US Politics

I would say your house is your asset....don't take out any shared equity loans.

Fingers crossed on your public pension but I wouldn't have any expectations. I would say forget retirement as something permanent, work on your health so you can keep 'working' to some extent.....though obviously not full time.

Yeah, I know....it's pretty grim.

That's the future....generations of politicians have spunked up the wall for us. They thought turning your towns into the third world was some kind of future.....As if the third world were going to be workaholics and form German type trade guilds or something.

Low quality and ideological elites.
50 years ago the company I was working for, which was part of Bayer, could clearly see the way the future was likely to be and adapted strategies accordingly. They knew that with improved health care we would all live much longer, but at a big cost. They also knew that with a declining birth rate there wouldn’t be enough working age people to keep society functioning, let alone provide the care that the elderly needed.

Of course there was also talk about a leisure revolution, a time when automation took care of all routines, but this was dismissed as just wishful thinking.

For much of my life people could look forward to perhaps 10 or 15 years of retirement.
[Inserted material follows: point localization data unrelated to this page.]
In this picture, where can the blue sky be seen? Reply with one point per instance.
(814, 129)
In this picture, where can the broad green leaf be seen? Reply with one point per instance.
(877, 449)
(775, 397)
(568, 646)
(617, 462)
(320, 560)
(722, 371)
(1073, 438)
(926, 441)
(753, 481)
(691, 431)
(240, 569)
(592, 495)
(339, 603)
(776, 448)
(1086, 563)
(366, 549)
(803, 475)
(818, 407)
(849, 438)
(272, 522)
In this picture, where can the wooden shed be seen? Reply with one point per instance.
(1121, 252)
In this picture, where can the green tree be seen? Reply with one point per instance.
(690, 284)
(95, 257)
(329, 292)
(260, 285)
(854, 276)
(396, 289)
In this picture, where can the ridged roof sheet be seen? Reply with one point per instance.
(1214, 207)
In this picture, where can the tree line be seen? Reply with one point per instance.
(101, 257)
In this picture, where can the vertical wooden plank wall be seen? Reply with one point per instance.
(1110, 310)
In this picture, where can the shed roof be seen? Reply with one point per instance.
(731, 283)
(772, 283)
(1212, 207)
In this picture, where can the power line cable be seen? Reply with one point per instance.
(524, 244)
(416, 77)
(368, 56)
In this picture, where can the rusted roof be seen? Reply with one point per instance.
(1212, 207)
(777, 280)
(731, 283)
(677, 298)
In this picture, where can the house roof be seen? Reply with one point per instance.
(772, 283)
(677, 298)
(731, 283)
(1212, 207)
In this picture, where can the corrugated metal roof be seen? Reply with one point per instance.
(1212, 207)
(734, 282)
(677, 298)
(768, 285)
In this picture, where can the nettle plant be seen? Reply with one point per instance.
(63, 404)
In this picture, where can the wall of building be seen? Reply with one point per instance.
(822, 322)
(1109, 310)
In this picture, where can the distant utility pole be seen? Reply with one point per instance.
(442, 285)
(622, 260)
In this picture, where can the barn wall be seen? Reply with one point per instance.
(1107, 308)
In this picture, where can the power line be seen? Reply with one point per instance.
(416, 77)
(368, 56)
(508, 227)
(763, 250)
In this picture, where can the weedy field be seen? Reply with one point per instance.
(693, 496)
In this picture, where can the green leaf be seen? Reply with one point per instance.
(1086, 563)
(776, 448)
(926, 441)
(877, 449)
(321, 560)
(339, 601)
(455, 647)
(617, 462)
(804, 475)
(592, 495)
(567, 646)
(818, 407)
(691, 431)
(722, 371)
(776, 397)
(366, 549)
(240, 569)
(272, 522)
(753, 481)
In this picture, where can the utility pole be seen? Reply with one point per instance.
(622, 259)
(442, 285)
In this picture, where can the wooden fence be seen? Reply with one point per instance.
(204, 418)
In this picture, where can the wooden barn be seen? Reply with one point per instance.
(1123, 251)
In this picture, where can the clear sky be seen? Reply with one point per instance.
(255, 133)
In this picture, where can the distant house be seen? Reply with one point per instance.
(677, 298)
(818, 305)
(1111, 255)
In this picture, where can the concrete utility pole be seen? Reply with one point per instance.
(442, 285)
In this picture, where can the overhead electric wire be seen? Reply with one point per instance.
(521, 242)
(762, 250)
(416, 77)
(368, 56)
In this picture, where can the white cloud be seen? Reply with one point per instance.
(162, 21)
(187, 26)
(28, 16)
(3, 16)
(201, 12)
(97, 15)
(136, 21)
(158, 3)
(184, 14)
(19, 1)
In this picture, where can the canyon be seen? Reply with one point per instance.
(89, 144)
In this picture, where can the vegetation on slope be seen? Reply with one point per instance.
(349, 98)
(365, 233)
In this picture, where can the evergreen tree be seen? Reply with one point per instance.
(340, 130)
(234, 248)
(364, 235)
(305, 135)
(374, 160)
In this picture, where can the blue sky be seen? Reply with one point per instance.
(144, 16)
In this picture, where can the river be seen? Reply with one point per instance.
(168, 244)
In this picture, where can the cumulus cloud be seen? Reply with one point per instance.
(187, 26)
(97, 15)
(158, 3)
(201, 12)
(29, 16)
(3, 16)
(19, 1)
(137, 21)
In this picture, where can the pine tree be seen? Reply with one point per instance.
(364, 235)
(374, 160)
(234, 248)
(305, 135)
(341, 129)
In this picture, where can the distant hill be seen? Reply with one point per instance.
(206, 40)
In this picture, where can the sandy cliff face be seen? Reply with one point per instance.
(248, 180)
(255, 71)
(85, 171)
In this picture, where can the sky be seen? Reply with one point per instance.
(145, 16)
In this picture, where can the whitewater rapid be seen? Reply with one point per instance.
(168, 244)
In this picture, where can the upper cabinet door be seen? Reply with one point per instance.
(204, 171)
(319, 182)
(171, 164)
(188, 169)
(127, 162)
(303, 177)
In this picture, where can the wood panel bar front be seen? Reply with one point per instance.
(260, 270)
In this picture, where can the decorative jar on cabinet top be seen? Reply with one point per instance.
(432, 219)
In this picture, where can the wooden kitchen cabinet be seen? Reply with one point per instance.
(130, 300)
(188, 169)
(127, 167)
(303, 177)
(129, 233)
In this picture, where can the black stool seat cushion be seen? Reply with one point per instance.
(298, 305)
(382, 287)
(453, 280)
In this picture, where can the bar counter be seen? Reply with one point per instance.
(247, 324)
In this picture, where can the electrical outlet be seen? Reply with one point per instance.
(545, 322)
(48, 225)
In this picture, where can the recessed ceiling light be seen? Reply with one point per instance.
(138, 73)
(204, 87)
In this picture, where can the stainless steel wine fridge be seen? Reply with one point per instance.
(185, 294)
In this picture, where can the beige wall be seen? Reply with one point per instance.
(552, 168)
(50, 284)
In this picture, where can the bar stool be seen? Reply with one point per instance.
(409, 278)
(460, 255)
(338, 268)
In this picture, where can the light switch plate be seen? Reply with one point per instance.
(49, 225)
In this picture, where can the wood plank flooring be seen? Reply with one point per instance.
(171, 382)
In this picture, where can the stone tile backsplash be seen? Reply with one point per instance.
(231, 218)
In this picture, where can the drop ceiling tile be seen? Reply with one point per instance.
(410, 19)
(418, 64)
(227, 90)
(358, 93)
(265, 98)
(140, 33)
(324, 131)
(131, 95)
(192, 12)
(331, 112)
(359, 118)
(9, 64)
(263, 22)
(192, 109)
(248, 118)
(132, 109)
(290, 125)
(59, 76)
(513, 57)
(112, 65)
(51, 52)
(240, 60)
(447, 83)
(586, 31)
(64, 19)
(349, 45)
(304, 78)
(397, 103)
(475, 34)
Not today. Most expect much more than that, and to be active for most of it.

The solution is staring us in the face but we have only played with implementing it, because it is so politically unpopular that it’s a sure vote loser.

We need to increase the retirement age to a minimum of 75 for the fit and healthy, with part time provision made for those who aren’t. After 75 those who remain fit should be expected to work helping the less able retired for a few hours each week as a condition of receiving their state pension.

Something like this should have been gradually introduced 30 or 40 years ago so that by now it would be normal. Now it would be near to impossible to do enough quickly enough.

It would though greatly reduce our need for legal immigration, even if not eliminating it completely.
 
50 years ago the company I was working for, which was part of Bayer, could clearly see the way the future was likely to be and adapted strategies accordingly. They knew that with improved health care we would all live much longer, but at a big cost. They also knew that with a declining birth rate there wouldn’t be enough working age people to keep society functioning, let alone provide the care that the elderly needed.

Of course there was also talk about a leisure revolution, a time when automation took care of all routines, but this was dismissed as just wishful thinking.

For much of my life people could look forward to perhaps 10 or 15 years of retirement. Not today. Most expect much more than that, and to be active for most of it.

The solution is staring us in the face but we have only played with implementing it, because it is so politically unpopular that it’s a sure vote loser.

We need to increase the retirement age to a minimum of 75 for the fit and healthy, with part time provision made for those who aren’t. After 75 those who remain fit should be expected to work helping the less able retired for a few hours each week as a condition of receiving their state pension.

Something like this should have been gradually introduced 30 or 40 years ago so that by now it would be normal. Now it would be near to impossible to do enough quickly enough.

It would though greatly reduce our need for legal immigration, even if not eliminating it completely.
This again? How many are capable of doing manual labour after the wear and tear of 50 years of it? I know several whose knees, backs and hips are wrecked well ahead of them being 70 let alone 75.
Most people experience cognitive decline at 70. What jobs are they,supposed to do?
Apart from being President of America of course.
 
50 years ago the company I was working for, which was part of Bayer, could clearly see the way the future was likely to be and adapted strategies accordingly. They knew that with improved health care we would all live much longer, but at a big cost. They also knew that with a declining birth rate there wouldn’t be enough working age people to keep society functioning, let alone provide the care that the elderly needed.

Of course there was also talk about a leisure revolution, a time when automation took care of all routines, but this was dismissed as just wishful thinking.

For much of my life people could look forward to perhaps 10 or 15 years of retirement. Not today. Most expect much more than that, and to be active for most of it.

The solution is staring us in the face but we have only played with implementing it, because it is so politically unpopular that it’s a sure vote loser.

We need to increase the retirement age to a minimum of 75 for the fit and healthy, with part time provision made for those who aren’t. After 75 those who remain fit should be expected to work helping the less able retired for a few hours each week as a condition of receiving their state pension.

Something like this should have been gradually introduced 30 or 40 years ago so that by now it would be normal. Now it would be near to impossible to do enough quickly enough.

It would though greatly reduce our need for legal immigration, even if not eliminating it completely.
75 too old. I would go 70-72. That buys a bit of time. Just because you are fit and and healthy not everyone is.